A cidade é acessível de comboio, através da linha urbana Porto/Marco de Canaveses que, por sua vez, tem ligação à Linha Regional Porto/Régua – Pocinho. Desde a Estação de S. Bento (Porto) até a Vila Meã, demorará cerca de 57 minutos, acrescentando depois mais uns 20 minutos de táxi ou transportes públicos.
Onde dormir em Amarante
OS dois melhores alojamentos da região são o Monverde Wine Experience Hotel (****), a cerca de 7km do centro de Amarante, com parque de estacionamento privado, spa e piscina, e o turismo rural Peso Village (****), que aluga pequenas casas de férias.
Mais próximos do centro histórico de Amarante, encontra os razoáveis Casa das Lérias (***) com vista para o rio e Covelo The Original Rooms and Suites, que possui quartos antialérgicos. Amarante possui ainda um parque de campismo, com espaço para as tradicionais tendas e caravanas, mas também bungalows e tendas glamping.
39 Comentários
Argh, não conheço nenhuma tradição parecida com essa no Brasil. Mas não deixa de ser divertido rsrsrssss…

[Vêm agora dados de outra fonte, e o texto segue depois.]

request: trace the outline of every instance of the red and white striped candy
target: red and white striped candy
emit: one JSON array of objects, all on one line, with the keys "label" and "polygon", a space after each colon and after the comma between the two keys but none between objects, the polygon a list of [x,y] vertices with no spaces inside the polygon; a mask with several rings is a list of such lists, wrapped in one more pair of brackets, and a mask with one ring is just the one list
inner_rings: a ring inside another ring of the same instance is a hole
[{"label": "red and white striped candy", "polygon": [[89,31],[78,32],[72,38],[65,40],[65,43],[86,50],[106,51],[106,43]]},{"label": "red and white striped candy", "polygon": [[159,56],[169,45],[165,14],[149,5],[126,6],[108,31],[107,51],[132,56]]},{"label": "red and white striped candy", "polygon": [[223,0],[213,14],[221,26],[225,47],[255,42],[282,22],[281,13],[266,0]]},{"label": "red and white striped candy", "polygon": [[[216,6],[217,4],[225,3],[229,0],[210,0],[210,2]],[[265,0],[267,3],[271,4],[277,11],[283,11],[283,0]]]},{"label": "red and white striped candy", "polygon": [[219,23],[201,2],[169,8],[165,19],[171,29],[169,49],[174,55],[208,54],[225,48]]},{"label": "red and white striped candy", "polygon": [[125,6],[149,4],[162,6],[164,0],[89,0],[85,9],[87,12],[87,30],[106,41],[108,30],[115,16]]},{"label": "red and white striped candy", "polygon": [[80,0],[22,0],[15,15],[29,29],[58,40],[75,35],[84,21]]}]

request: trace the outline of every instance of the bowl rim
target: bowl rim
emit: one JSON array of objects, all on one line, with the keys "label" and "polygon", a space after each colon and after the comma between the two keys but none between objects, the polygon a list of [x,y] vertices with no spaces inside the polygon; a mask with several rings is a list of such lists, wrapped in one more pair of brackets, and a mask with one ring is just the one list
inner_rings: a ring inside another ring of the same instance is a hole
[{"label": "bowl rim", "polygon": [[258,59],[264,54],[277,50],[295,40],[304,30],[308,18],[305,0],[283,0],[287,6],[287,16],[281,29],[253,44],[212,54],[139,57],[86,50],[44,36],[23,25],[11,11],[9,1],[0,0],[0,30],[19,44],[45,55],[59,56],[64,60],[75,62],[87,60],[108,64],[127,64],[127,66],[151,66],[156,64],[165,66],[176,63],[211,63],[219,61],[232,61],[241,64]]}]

No mínimo, inusitado, Marta!
Você não conhece pois a igreja proibiu ainda no Brasil colônia pois era muito comum o culto a São Gonçalo nos quais as mulheres rocavam seus corpos pedindo um casamento. A igreja proibiu este culto nas igrejas mas o povo manteve algumas partes deste folguedo e foi assim que o Brasil manteve a roda de São Gonçalo. Foi uma forma da igreja reprimir o desejo e substituiu por Santo Antônio como forma de aplacar os ânimos sexuais que andava solto nas igrejas.
No ceará nordeste brasileiro existe uma cidade chamada são Gonçalo de Amarante. Em homenagem à ele.
Tirando o docinho fálico (que aqui não há) no Brasil há muitas cidades nomeadas São Gonçalo, São Gonçalo do Amarante ou simplesmente Amarante. A do Ceará é São Gonçalo do Amarante. Temos a Dança de Gonçalo e meu pai cantava uma musica que Falava que São Gonçalo casasse as moças soteiras. Quando estive em Portugal, pela primeira vez, fui à Amarante conhecer a Igreja de São Gonçalo. Era solteira, então, e fiz o meu pedido, em silêncio.
Sabendo que a Lúcia teve um casamento longo e feliz, a minha fé no beato aumentou exponencialmente…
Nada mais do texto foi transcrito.